Click bait title, its about a bug that has the value "ten years " as part of the issue, not a bug that took ten tears to solve like the title implies...
At least it's not "You wouldn't believe why we could not solve this bug!" :)
It's about issues that would have lasted for ten year, without the possibility to be fixed, if we hadn't discovered the root cause - the caching policy issue.
Anyway, 10 years is way too long for caching. A week is just fine, that's plenty long to not have many requests, but not so long you can never change anything.
Plus if your user hasn't been there in a week, why are you still in their cache?
I have a non-reproducible bug (at least I think it's just one and I've failed to reproduce it) in my software.
It causes the entire UI to disappear and the user ends up opening a new instance of the program. I only know it exists because about once every few months a user can't upgrade and when I remote in and look in the task manager, an instance of the program is running.
I have an idea how to track it down and fix it but there's always something more important to be done.
Imagine a patient dies during surgery because the surgeon didn't wash their hands. Would you give the surgeon a second chance or just fire the person and revoke his license for not following basic hygiene procedures?
Likewise, a programmer that doesn't provide deliverables that are maintainable is also disservicing the company, and society as a whole.
There's a difference between a legitimate error and negligence. In this case, the problem looks like negligence and was easily avoidable.
I believe this comment has value, but it could stand to be worded better. The last paragraph about firing in particular is probably the most out of line with HN's tone.

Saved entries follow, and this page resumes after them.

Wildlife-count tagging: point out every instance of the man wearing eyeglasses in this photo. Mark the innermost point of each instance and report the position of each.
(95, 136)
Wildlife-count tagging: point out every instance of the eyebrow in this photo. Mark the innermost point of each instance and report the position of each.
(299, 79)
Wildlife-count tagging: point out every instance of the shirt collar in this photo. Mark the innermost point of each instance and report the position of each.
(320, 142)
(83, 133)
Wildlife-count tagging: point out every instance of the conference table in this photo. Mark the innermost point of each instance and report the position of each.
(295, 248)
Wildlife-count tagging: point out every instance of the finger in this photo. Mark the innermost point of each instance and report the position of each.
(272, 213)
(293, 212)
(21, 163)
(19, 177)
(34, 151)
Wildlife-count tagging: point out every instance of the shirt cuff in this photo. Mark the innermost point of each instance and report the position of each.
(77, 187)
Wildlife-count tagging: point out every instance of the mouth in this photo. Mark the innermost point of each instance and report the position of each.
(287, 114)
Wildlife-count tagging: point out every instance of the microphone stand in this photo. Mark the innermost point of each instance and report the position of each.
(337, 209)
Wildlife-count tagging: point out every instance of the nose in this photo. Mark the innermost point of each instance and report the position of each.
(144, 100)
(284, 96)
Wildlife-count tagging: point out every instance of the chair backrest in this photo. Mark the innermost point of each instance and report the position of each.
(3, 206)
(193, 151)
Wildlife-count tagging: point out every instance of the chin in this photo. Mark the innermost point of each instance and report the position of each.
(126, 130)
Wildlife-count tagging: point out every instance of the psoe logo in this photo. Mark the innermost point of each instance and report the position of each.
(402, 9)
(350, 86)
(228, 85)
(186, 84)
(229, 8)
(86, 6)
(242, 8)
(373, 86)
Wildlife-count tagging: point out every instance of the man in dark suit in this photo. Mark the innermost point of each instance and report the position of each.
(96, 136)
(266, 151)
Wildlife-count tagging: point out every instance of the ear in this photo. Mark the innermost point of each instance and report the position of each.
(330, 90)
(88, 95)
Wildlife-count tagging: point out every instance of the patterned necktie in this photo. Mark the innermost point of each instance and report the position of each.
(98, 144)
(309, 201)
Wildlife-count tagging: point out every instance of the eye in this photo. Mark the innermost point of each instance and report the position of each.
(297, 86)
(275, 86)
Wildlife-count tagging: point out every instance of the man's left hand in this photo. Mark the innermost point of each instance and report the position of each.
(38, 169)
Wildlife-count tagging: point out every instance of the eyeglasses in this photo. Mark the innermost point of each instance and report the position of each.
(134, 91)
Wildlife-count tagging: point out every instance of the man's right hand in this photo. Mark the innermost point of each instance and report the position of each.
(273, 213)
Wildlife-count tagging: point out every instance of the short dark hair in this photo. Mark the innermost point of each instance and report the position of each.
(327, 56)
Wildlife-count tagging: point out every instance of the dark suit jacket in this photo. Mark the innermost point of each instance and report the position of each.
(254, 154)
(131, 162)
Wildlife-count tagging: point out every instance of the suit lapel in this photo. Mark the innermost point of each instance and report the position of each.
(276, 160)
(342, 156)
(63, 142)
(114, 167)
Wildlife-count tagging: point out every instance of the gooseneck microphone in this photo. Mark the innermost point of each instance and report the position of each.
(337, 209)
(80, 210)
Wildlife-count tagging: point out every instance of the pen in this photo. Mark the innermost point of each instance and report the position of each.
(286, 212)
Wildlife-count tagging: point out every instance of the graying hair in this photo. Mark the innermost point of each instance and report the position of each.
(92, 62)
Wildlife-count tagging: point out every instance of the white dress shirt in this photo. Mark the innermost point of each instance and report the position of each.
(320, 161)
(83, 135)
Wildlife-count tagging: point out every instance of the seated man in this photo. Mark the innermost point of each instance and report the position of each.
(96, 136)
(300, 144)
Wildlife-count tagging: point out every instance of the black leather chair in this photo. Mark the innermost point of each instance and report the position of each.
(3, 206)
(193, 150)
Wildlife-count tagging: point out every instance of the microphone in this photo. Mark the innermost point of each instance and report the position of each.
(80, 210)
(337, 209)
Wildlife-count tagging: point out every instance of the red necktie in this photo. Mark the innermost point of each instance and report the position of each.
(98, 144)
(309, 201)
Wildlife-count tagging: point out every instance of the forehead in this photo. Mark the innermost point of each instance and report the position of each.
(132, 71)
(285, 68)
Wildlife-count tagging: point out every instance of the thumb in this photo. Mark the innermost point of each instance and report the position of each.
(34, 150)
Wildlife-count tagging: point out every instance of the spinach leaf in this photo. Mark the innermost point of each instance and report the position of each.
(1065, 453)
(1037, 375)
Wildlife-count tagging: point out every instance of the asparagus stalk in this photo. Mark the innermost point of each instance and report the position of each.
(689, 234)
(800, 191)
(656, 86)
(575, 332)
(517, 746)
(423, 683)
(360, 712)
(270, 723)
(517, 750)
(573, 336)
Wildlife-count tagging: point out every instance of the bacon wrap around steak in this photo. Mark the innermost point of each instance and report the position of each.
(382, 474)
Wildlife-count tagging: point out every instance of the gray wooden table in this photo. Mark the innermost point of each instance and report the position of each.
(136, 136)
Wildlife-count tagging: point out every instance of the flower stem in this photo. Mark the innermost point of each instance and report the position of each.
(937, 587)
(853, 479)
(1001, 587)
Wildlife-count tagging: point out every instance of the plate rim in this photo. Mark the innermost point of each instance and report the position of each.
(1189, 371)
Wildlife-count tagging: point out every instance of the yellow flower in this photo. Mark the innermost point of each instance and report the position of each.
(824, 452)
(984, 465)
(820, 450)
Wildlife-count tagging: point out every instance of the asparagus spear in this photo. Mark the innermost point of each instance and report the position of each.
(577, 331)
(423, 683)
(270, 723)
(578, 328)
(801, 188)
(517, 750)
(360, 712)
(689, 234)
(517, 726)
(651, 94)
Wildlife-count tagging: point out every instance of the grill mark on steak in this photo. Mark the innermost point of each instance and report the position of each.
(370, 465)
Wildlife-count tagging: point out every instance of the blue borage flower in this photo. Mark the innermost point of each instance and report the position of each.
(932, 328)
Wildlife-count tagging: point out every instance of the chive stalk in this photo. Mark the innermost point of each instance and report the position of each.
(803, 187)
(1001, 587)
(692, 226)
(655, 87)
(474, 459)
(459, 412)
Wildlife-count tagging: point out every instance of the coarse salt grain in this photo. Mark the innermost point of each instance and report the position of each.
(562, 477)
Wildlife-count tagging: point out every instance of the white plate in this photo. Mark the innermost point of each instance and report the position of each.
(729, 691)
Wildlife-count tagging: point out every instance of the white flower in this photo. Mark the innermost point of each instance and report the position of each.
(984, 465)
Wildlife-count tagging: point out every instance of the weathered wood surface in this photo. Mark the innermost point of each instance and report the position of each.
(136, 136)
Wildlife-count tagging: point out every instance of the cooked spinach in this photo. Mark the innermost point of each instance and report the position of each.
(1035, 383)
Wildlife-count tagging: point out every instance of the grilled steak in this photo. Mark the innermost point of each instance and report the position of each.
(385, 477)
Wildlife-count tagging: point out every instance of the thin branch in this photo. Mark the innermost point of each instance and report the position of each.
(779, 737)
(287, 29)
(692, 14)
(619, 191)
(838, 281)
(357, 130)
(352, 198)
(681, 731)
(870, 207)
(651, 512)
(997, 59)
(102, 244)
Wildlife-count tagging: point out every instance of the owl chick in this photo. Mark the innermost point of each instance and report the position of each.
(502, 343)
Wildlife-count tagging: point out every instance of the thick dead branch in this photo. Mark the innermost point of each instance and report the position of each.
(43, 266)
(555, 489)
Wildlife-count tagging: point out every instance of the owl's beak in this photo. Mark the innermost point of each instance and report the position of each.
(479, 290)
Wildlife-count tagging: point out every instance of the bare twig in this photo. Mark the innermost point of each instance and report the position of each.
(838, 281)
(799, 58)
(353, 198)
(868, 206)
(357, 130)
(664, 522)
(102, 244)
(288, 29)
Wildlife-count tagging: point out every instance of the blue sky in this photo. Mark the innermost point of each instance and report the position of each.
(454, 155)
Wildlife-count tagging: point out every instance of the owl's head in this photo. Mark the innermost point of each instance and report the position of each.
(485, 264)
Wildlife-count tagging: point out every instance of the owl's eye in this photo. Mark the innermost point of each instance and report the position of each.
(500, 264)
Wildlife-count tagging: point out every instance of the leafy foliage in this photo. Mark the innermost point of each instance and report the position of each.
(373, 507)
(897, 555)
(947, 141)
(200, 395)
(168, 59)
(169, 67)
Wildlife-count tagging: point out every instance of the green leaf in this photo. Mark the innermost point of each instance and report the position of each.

The code quality seemed low and to me it was negligence and a disservice to the employer that had to compromise their reliability for quite a long time and spend significant effort root causing the problem.
I hope I wasn't out of line by vouching the comment to reply to it. I see it is dead again, but I think maybe a lesson was learned? Anyway, thanks for keeping HN's discussions at such an exceptional level. There really is nowhere else like it that I'm aware of.
What exactly would differently written code ("5 seconds creating a variable") have helped here? Nothing in the article indicates that they even realized that it was a caching issue, and if they did the header would have been trivial to grep for.
Because variables have identifiers, and the identifier can allow the programmer to be more expressive and explicit about what the number means. Then, in the context of the code, you use the variable instead of just the value, making the code more readable.
I'm aware of the principle, but that does not answer how that would have helped them here or how this indicates anything about the quality of the entire code base. Nothing in the writeup suggests that they had difficulty understanding this particular piece of code or that they were searching for something specific but didn't find it due to bad naming.
Exposing this value as an external configuration parameter in a place that is more often looked at might have helped someone to realize caching might be an issue earlier, but it could easily have been ignored as well.
Explicitly saying "I want 10 years" is different than saying "a large number. Do the math to know more". This is how identifiers can help understanding the programmer intention.
Then, you can define the time length as an arithmetic operation. Such as 10 * (60 * 60 * 24) * 365.
These might be still considered magic numbers to certain extent, but it's simpler to recognize numbers such as 60, 24 and 365.